Dobrindt-Kommission Vor dieser Truppe muss VW keine Angst haben

Eine Untersuchungskommission soll zur Aufklärung des VW-Skandals beitragen. Doch von der Expertentruppe ist nicht viel zu erwarten: Verkehrsminister Dobrindt hat sie nach SPIEGEL-Informationen ausschließlich mit Industriefreunden besetzt.
Alexander Dobrindt: Namen der Mitglieder verschwiegen

Alexander Dobrindt: Namen der Mitglieder verschwiegen

Foto: © XXSTRINGERXX xxxxx / Reuters/ REUTERS

Alexander Dobrindt handelte rasch. Kurz nachdem VW zugegeben hatte, bei Dieselmotoren eine verbotene Software einzusetzen, stellte der Verkehrsminister im vergangene September eine Untersuchungskommission zusammen. Der Auftrag an die Experten: Klären, wie es bei VW zum Betrug kommen konnte - und prüfen, ob andere Pkw-Hersteller ebenfalls die Abgastests manipulieren. Während es Dobrindt in dieser Hinsicht eilig zu haben schien, ließ er mit Auskünften über die genaue Besetzung des Gremiums lange auf sich warten.

Jetzt ist klar, warum.

Nach SPIEGEL-Informationen sitzt in der Untersuchungskommission kein einziges unabhängiges Mitglied. Vier Vertreter stammen demnach aus dem Bundesverkehrsministerium, drei aus dem für die Typgenehmigung der Fahrzeuge verantwortlichen Kraftfahrtbundesamt (KBA). Lediglich ein Mitglied ist ein Professor von der Technischen Universität München. Dieser hat in der Vergangenheit aber für die Fahrzeugindustrie gearbeitet. (Diese Meldung stammt aus dem SPIEGEL. Den neuen SPIEGEL finden Sie hier.)

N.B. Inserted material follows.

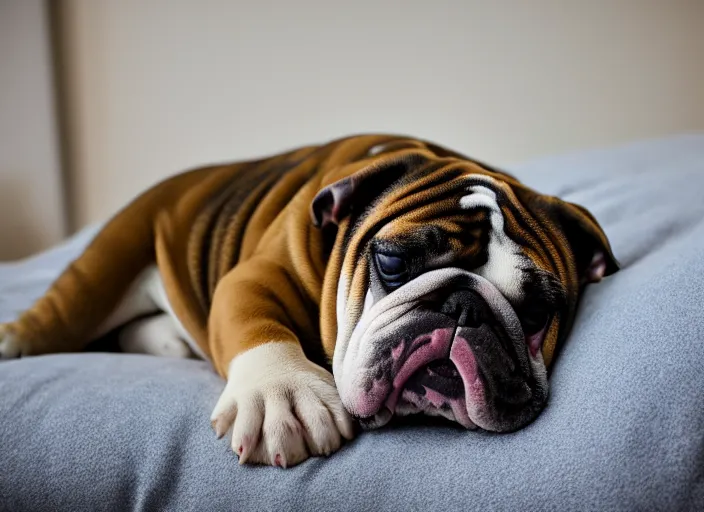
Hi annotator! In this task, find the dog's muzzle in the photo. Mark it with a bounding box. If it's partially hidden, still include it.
[336,269,547,431]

Gerade Verkehrsbehörden wie das KBA standen nach Bekanntwerden des VW-Skandals in der Kritik, weil sie bisher offenbar zu lasch kontrolliert und Angaben aus der Autoindustrie nur zu gern ungeprüft übernommen hatten. Dass eine Untersuchungskommission in dieser Besetzung also Fragen nach dem tatsächlichen Aufklärungswillen aufwerfen könnte, muss Dobrindt wohl gedämmert haben: Sonst hätte er sich in den vergangenen Monaten auch nicht beharrlich geweigert, der Opposition die Namen der Kommissionsmitglieder zu nennen.

Nach SPIEGEL-Informationen hatte der Verkehrsminister die Informationen selbst dann nicht herausgerückt, als die Grünen sich über die Geheimniskrämerei förmlich bei Bundestagspräsident Norbert Lammert beschwert hatten. Im Ministerium begründete man die Geheimhaltung demnach damit, dass man die Mitglieder "in Ruhe arbeiten" lassen wolle.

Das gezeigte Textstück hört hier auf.